This is an implementation of the Progressive Dynamic Hurdles (PDH) algorithm that was presented in the Evolved Transformer paper. A toy problem is used to compare the algorithm to plain evolution.

Toy Search Space

This is a toy problem meant to simulate the architecture search problem presented in the paper. It is adapted from the toy problem presented by Real et al. (2018) with code based off of

A key difference here is that there is not a single function used to compute all fitnesses. Instead there are two fitness functions, depending on how many steps a Model is allowed to "train" for:

1) get_final_accuracy(): simulates the fitness computation of a model that has been trained for a hypothetical maximum number of train steps.

2) get_early_accuracy(): simulates the fitness computation of a model that has been trained for 1/100th the hypothetical maximum number of train steps.

Having two different fitnesses for two different number of train steps is necessary to apply the PDH algorithm. In line with this, each Model also has two accuracies: an observed_accuracy, which is what we observe when the model is evaluated during the search, and a true_accuracy, which is the accuracy the model achieves when it is trained for the maximum number of train steps.


In [0]:
DIM = 100  # Number of bits in the bit strings (i.e. the "models").
NOISE_STDEV = 0.01  # Standard deviation of the simulated training noise.
EARLY_SIGNAL_NOISE = 0.005  # Standard deviation of the noise added to earlier
                            # observations.
REDUCTION_FACTOR = 100.0  # The factor by which the number of train steps is
                          # reduced for earlier observations.

class Model(object):
  """A class representing a model.

  Attributes:
    arch: the architecture as an int representing a bit-string of length `DIM`.
        As a result, the integers are required to be less than `2**DIM`. 
    observed_accuracy: the simulated validation accuracy observed for the model
        during the search.
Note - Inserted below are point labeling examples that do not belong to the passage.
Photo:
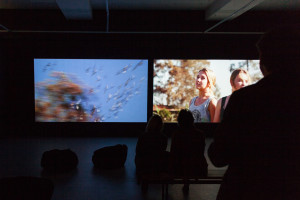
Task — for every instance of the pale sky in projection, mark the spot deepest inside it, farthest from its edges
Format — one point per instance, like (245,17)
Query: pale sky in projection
(110,80)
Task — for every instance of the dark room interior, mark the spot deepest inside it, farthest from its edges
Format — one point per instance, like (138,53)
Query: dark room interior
(113,29)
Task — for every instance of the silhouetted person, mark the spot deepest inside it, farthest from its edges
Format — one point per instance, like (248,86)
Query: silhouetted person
(259,137)
(187,149)
(151,148)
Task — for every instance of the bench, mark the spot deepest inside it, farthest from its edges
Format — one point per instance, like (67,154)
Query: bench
(214,177)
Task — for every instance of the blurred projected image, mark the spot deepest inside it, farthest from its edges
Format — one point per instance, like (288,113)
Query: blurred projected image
(90,90)
(194,84)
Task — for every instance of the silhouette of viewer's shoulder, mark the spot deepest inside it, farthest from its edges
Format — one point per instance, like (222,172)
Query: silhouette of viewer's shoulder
(259,137)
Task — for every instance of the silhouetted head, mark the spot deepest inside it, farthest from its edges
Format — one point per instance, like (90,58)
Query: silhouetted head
(279,50)
(185,119)
(239,78)
(155,124)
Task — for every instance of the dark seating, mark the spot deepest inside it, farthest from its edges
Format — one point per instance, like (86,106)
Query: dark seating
(110,157)
(59,160)
(164,179)
(24,188)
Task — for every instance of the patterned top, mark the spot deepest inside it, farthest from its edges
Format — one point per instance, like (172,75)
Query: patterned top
(200,112)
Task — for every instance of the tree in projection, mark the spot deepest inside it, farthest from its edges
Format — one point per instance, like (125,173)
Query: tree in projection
(251,66)
(174,82)
(60,100)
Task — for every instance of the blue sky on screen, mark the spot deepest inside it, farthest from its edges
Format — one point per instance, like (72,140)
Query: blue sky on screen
(107,81)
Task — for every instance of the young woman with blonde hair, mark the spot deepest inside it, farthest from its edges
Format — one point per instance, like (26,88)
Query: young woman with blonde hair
(203,106)
(239,78)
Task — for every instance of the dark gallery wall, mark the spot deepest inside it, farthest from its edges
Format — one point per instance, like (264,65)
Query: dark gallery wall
(19,48)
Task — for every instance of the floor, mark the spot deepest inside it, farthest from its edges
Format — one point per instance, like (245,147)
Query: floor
(21,157)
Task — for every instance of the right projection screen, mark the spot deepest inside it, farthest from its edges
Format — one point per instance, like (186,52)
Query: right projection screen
(174,82)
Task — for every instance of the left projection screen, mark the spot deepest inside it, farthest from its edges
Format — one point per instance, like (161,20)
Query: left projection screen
(90,90)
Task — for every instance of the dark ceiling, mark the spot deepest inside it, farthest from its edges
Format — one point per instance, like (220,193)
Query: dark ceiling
(157,16)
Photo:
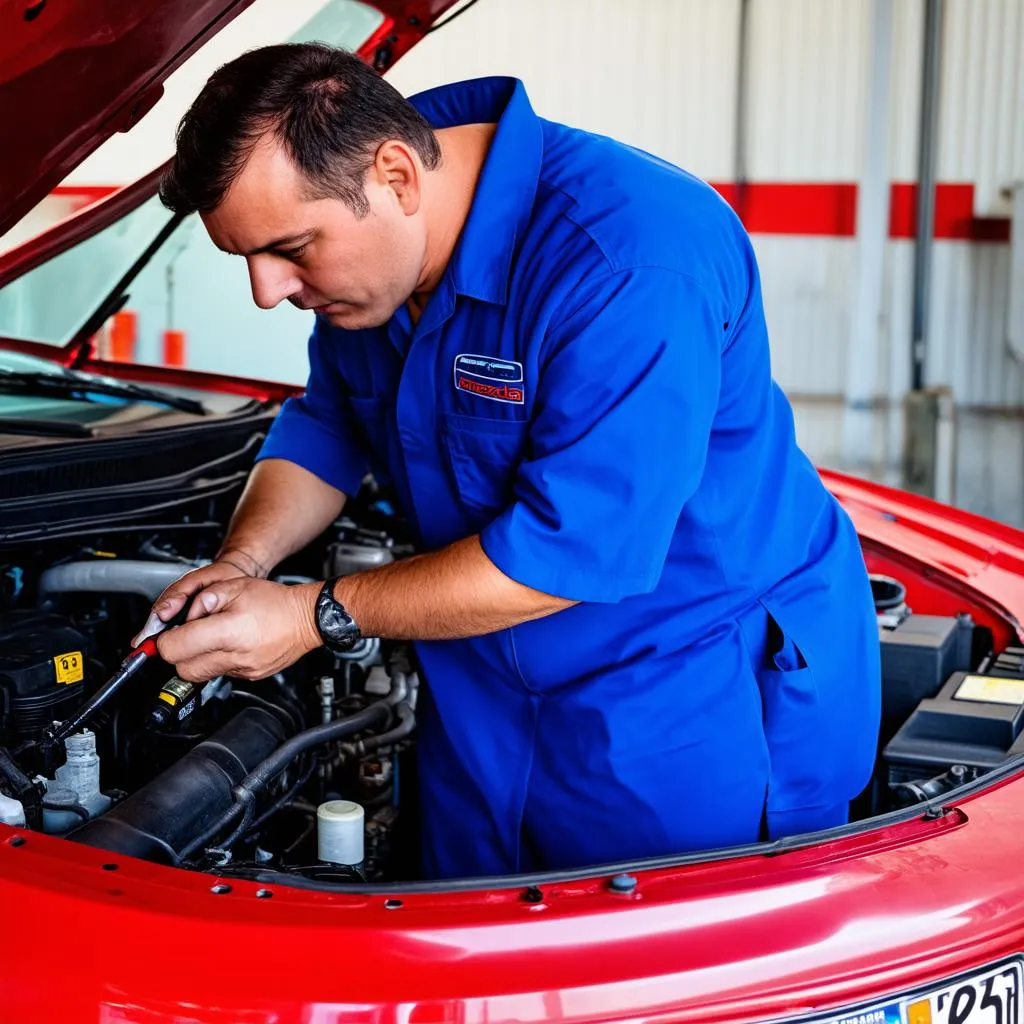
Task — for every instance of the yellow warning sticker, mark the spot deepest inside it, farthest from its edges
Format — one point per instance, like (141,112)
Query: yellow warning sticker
(70,667)
(991,689)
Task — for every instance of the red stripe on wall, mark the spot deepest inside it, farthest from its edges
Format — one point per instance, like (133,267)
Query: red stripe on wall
(794,208)
(819,208)
(830,209)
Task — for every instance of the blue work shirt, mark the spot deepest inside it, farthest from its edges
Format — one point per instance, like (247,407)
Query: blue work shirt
(589,390)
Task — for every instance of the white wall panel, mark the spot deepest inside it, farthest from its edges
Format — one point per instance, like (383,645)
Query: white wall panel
(807,88)
(656,74)
(982,136)
(806,286)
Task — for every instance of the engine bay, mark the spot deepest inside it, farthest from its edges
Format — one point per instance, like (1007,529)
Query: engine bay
(301,773)
(310,774)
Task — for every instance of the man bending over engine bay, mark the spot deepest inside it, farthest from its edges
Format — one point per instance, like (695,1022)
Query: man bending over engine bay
(644,625)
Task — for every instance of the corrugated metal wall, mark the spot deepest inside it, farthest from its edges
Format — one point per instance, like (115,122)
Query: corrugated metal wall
(663,75)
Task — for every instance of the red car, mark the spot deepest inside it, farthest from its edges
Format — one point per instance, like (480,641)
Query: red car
(170,862)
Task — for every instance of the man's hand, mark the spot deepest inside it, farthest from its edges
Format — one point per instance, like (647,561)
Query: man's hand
(245,628)
(229,565)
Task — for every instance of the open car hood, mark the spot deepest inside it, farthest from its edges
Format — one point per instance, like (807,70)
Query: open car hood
(73,74)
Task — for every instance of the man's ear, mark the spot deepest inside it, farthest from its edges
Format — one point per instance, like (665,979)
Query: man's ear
(396,168)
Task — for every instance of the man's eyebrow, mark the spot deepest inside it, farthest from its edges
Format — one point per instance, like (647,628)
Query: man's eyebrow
(288,240)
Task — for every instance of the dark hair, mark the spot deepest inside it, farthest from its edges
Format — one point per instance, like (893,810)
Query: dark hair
(329,109)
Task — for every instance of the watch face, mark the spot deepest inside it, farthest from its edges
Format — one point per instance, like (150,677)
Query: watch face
(336,626)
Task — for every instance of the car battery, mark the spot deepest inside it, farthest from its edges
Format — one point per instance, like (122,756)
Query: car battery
(975,720)
(918,655)
(1009,664)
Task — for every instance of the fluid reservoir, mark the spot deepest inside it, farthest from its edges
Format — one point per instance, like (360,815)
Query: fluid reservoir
(339,832)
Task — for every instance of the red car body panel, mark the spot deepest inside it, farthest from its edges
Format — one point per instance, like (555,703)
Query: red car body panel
(844,921)
(74,74)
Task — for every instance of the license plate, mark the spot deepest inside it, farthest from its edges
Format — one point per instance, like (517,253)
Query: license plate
(992,995)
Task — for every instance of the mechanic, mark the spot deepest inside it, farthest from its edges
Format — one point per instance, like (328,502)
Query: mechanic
(644,624)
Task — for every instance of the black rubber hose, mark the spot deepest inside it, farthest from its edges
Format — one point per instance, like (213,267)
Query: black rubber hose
(282,801)
(378,712)
(78,809)
(407,722)
(283,713)
(245,792)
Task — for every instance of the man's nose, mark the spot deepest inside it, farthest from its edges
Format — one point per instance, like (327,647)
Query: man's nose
(272,281)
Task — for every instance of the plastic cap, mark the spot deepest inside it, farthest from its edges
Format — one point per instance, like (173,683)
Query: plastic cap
(339,832)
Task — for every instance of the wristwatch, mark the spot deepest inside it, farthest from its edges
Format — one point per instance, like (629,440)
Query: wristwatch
(337,629)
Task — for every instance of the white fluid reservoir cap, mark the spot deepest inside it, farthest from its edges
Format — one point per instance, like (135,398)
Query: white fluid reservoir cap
(339,832)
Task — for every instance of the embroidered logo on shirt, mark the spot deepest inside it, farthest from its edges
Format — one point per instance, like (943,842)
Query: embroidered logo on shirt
(500,380)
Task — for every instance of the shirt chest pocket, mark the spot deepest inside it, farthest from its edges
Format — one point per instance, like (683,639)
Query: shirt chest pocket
(482,458)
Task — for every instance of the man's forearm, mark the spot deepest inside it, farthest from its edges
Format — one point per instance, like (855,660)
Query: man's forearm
(284,507)
(452,593)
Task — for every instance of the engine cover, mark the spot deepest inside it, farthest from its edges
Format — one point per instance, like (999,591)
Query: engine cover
(42,672)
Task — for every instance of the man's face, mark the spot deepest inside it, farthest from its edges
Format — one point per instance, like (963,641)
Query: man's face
(317,254)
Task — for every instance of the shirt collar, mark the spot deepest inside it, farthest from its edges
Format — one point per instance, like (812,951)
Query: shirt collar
(507,186)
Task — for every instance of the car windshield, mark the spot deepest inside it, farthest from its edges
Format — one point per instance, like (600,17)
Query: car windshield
(187,290)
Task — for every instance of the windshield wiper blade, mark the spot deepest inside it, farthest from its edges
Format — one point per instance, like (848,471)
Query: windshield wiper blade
(43,428)
(71,384)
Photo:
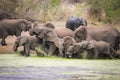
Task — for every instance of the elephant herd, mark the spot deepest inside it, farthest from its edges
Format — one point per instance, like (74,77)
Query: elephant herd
(70,41)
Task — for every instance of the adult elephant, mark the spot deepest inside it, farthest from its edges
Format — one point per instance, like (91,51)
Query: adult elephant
(107,34)
(29,43)
(52,37)
(5,15)
(13,27)
(75,22)
(95,49)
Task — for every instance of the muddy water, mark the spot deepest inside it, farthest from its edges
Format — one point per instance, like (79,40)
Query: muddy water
(15,67)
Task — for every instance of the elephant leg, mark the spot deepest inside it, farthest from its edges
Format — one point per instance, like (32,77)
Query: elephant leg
(27,50)
(110,55)
(89,54)
(51,49)
(3,43)
(96,53)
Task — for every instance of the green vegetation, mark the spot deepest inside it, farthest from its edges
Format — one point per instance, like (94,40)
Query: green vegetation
(59,10)
(78,68)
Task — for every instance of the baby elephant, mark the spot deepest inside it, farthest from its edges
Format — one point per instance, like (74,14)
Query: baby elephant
(93,48)
(29,43)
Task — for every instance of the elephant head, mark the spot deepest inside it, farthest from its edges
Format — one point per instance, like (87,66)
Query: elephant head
(5,15)
(68,41)
(25,25)
(80,34)
(20,41)
(81,22)
(79,47)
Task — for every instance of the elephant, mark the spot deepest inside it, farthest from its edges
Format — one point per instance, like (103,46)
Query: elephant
(52,37)
(74,22)
(68,41)
(107,34)
(94,49)
(48,25)
(29,43)
(13,27)
(5,15)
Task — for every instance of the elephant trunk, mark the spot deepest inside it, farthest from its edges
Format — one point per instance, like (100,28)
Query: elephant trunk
(15,48)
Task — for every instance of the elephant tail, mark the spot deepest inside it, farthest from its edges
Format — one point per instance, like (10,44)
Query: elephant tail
(113,52)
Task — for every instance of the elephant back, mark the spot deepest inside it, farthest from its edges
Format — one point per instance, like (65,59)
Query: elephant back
(62,32)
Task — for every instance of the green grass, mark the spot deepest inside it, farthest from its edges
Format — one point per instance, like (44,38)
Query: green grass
(87,69)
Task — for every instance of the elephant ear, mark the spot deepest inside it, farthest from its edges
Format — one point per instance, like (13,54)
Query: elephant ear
(23,40)
(22,26)
(90,45)
(76,48)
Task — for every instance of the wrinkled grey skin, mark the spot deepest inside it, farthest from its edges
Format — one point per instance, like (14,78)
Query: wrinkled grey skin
(75,22)
(13,27)
(28,43)
(107,34)
(94,49)
(52,36)
(5,15)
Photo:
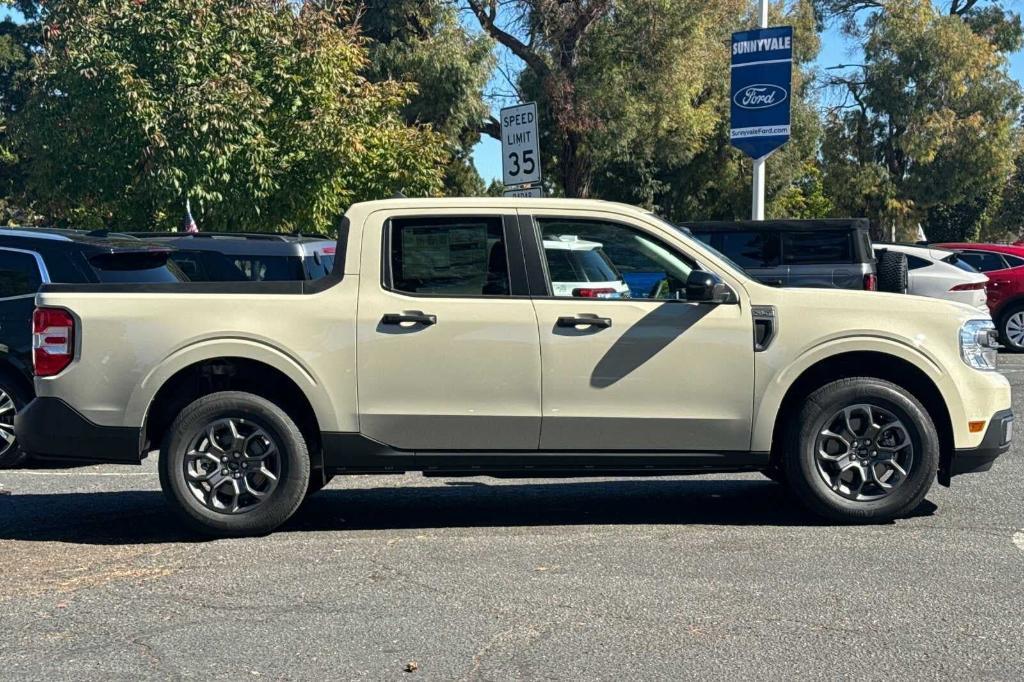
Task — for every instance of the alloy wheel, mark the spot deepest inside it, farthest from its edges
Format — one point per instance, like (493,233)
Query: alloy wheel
(232,466)
(7,411)
(1015,329)
(863,453)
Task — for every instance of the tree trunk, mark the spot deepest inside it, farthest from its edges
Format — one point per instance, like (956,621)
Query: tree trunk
(576,168)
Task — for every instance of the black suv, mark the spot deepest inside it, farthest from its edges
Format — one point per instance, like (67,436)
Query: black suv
(832,254)
(248,256)
(32,257)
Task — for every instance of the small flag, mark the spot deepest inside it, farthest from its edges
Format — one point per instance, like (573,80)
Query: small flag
(188,224)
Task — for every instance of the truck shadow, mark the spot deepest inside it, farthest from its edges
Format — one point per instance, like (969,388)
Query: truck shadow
(143,517)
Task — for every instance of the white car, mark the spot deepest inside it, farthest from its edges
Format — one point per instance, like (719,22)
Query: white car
(580,268)
(941,273)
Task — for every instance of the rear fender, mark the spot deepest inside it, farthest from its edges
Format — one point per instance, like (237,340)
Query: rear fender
(252,349)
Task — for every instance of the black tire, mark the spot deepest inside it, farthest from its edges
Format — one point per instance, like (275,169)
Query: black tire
(1005,322)
(893,272)
(10,455)
(317,481)
(801,460)
(292,465)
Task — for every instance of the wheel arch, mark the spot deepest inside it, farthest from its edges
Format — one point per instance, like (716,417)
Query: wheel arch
(14,373)
(867,363)
(229,373)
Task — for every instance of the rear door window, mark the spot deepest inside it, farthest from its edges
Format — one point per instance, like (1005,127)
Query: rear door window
(449,257)
(984,261)
(18,273)
(817,247)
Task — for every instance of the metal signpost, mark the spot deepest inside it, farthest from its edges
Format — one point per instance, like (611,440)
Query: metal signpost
(524,193)
(762,76)
(520,151)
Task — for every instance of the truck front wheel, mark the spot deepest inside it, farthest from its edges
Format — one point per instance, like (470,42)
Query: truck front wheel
(862,450)
(233,464)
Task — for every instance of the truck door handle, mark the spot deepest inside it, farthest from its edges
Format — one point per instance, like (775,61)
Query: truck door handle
(400,317)
(587,321)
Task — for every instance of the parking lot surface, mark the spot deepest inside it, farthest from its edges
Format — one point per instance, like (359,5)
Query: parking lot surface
(406,577)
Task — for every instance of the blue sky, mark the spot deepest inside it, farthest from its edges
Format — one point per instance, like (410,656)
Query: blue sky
(836,49)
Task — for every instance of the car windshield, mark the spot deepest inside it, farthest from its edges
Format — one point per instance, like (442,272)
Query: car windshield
(688,235)
(955,260)
(317,266)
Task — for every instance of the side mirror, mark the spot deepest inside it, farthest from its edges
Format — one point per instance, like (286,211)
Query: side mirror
(705,287)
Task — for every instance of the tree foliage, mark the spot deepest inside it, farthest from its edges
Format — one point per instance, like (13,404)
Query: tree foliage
(634,98)
(254,110)
(422,42)
(924,132)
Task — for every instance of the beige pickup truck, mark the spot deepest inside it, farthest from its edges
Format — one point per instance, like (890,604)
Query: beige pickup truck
(437,344)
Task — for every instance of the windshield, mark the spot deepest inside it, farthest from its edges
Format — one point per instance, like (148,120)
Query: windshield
(688,236)
(317,266)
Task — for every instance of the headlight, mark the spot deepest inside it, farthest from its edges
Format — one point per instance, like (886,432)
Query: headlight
(978,344)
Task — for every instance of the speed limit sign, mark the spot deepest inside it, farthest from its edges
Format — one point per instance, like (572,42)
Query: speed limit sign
(520,144)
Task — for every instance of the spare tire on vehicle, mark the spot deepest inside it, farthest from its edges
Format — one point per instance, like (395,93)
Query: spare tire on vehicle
(892,271)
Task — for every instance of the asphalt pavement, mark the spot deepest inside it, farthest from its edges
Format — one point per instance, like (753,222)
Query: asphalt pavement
(409,578)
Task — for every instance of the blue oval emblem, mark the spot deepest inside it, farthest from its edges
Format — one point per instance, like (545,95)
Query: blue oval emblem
(761,95)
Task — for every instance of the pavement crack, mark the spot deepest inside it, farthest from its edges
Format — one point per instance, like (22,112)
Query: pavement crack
(155,658)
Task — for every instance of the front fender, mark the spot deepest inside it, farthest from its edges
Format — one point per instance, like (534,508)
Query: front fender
(772,386)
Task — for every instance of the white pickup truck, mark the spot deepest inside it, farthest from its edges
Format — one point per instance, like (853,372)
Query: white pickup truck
(437,344)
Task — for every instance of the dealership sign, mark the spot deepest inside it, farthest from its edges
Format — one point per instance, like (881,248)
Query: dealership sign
(762,75)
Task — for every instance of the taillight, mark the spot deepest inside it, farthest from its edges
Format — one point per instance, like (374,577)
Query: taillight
(52,340)
(605,292)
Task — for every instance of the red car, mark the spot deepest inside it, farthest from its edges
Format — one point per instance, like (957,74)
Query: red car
(1005,266)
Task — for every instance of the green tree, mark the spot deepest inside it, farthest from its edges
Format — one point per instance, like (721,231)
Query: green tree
(254,110)
(422,42)
(634,99)
(924,131)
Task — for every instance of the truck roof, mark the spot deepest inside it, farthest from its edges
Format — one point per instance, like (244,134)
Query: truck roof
(496,202)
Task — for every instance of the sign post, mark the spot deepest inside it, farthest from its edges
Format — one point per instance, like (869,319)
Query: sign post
(762,77)
(520,151)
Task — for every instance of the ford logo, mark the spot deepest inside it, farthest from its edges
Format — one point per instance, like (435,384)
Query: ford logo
(761,95)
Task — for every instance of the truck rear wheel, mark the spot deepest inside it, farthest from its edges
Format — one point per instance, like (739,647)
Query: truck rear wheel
(233,464)
(12,399)
(862,450)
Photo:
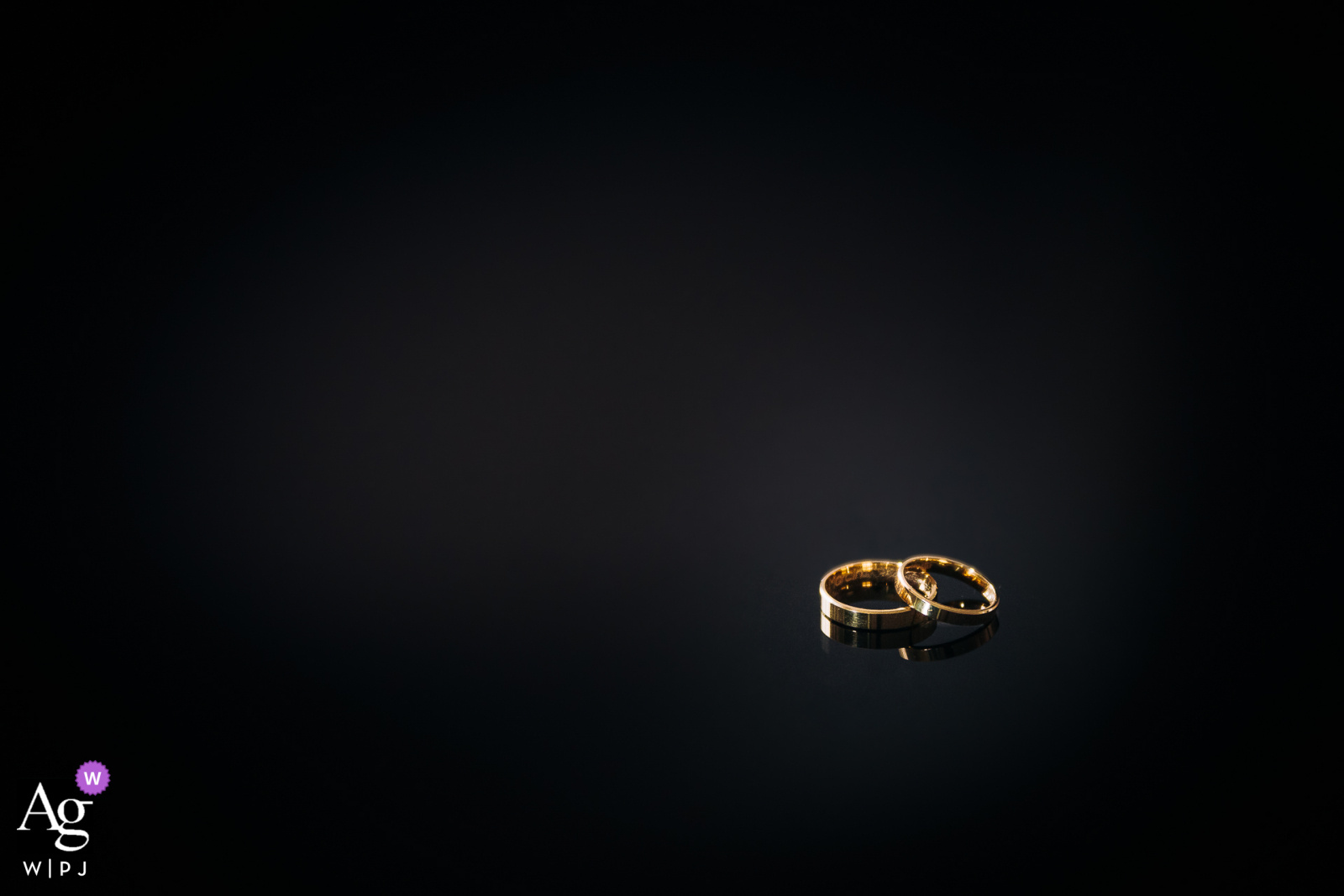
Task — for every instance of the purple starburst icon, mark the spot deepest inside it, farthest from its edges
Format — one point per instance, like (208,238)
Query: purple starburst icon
(92,778)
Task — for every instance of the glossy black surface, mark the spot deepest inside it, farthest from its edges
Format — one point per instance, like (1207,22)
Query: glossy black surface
(434,468)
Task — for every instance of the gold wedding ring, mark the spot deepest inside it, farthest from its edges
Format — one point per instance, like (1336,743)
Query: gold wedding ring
(911,574)
(878,638)
(874,580)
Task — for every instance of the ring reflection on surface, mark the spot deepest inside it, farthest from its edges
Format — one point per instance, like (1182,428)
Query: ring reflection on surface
(906,641)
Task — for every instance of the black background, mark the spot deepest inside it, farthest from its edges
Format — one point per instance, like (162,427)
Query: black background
(434,430)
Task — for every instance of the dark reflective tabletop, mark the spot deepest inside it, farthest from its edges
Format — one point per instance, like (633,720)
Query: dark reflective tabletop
(433,490)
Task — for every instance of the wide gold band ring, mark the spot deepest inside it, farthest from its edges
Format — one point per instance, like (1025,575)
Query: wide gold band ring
(914,591)
(871,580)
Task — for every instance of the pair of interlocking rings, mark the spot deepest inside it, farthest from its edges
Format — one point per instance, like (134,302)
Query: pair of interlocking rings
(911,584)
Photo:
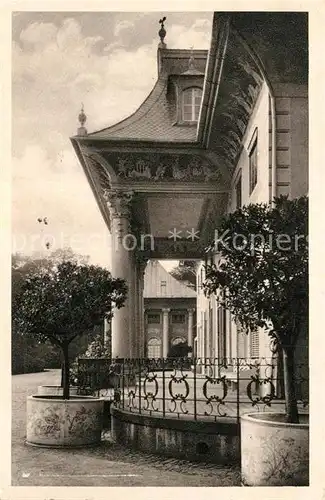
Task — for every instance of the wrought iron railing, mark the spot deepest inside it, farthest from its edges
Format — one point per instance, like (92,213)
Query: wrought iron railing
(195,388)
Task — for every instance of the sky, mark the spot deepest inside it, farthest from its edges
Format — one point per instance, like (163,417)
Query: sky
(105,60)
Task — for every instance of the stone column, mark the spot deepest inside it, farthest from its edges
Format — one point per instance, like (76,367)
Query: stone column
(142,263)
(118,202)
(190,330)
(165,332)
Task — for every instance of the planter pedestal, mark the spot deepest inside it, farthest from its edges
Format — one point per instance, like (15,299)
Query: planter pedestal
(273,452)
(55,390)
(56,422)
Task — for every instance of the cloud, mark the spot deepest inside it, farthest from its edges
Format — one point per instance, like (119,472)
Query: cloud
(56,189)
(198,35)
(121,26)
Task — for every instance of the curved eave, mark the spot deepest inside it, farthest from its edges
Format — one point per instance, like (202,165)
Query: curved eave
(96,191)
(154,120)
This may be either the accuracy after training for
        the maximum number of steps or the accuracy after training for 1/100 the
        maximum number of steps.
    true_accuracy: the simulated validation accuracy after the maximum train
        steps.
  """
  def __init__(self):
    self.arch = None
    self.observed_accuracy = None
    self.true_accuracy = None

  
def get_final_accuracy(arch):
  """Simulates training for the maximum number of steps and then evaluating.
  
  Args:
    arch: the architecture as an int representing a bit-string.
  """
  accuracy =  float(_sum_bits(arch)) / float(DIM)
  accuracy += random.gauss(mu=0.0, sigma=NOISE_STDEV)
  accuracy = 0.0 if accuracy < 0.0 else accuracy
  accuracy = 1.0 if accuracy > 1.0 else accuracy
  return accuracy
          
  
def get_early_accuracy(final_accuracy):
  """Simulates training for 1/100 the maximum steps and then evaluating.
  
  Args:
    final_accuracy: the accuracy of the model if trained for the maximum number
        of steps.
  """
  observed_accuracy = final_accuracy/REDUCTION_FACTOR + random.gauss(mu=0,
      sigma=EARLY_SIGNAL_NOISE)
  observed_accuracy = 0.0 if observed_accuracy < 0.0 else observed_accuracy
  observed_accuracy = 1.0 if observed_accuracy > 1.0 else observed_accuracy
  return observed_accuracy
           

def _sum_bits(arch):
  """Returns the number of 1s in the bit string.
  
  Args:
    arch: an int representing the bit string.
  """
  total = 0
  for _ in range(DIM):
    total += arch & 1
    arch = (arch >> 1)
  return total

In [0]:
import random

def random_architecture():
  """Returns a random architecture (bit-string) represented as an int."""
  return random.randint(0, 2**DIM - 1)

def mutate_arch(parent_arch):
  """Computes the architecture for a child of the given parent architecture.

  Args:
    parent_arch: an int representing the architecture (bit-string) of the
        parent.

  Returns:
    An int representing the architecture (bit-string) of the child.
  """
  position = random.randint(0, DIM - 1)  # Index of the bit to flip.
  
  # Flip the bit at position `position` in `child_arch`.
  child_arch = parent_arch ^ (1 << position)
  
  return child_arch

Search Algorithms

Here we implement both plain evolution and evolution + Progressive Dynamic Hurdles.


In [0]:
import collections
import random
import copy


def plain_evolution(cycles, population_size, sample_size, early_observation):
  """Plain evolution.
  
  Args:
    cycles: the number of cycles the search is run for.
    population_size: the size of the population.
    sample_size: the size of the sample for both parent selection and killing.
    early_observation: boolean. Whether or not we are observing the models early
        by evaluating them for 1/100th the maximum number of train steps.
  """
  population = collections.deque()
  history = []  # Not used by the algorithm, only used to report results.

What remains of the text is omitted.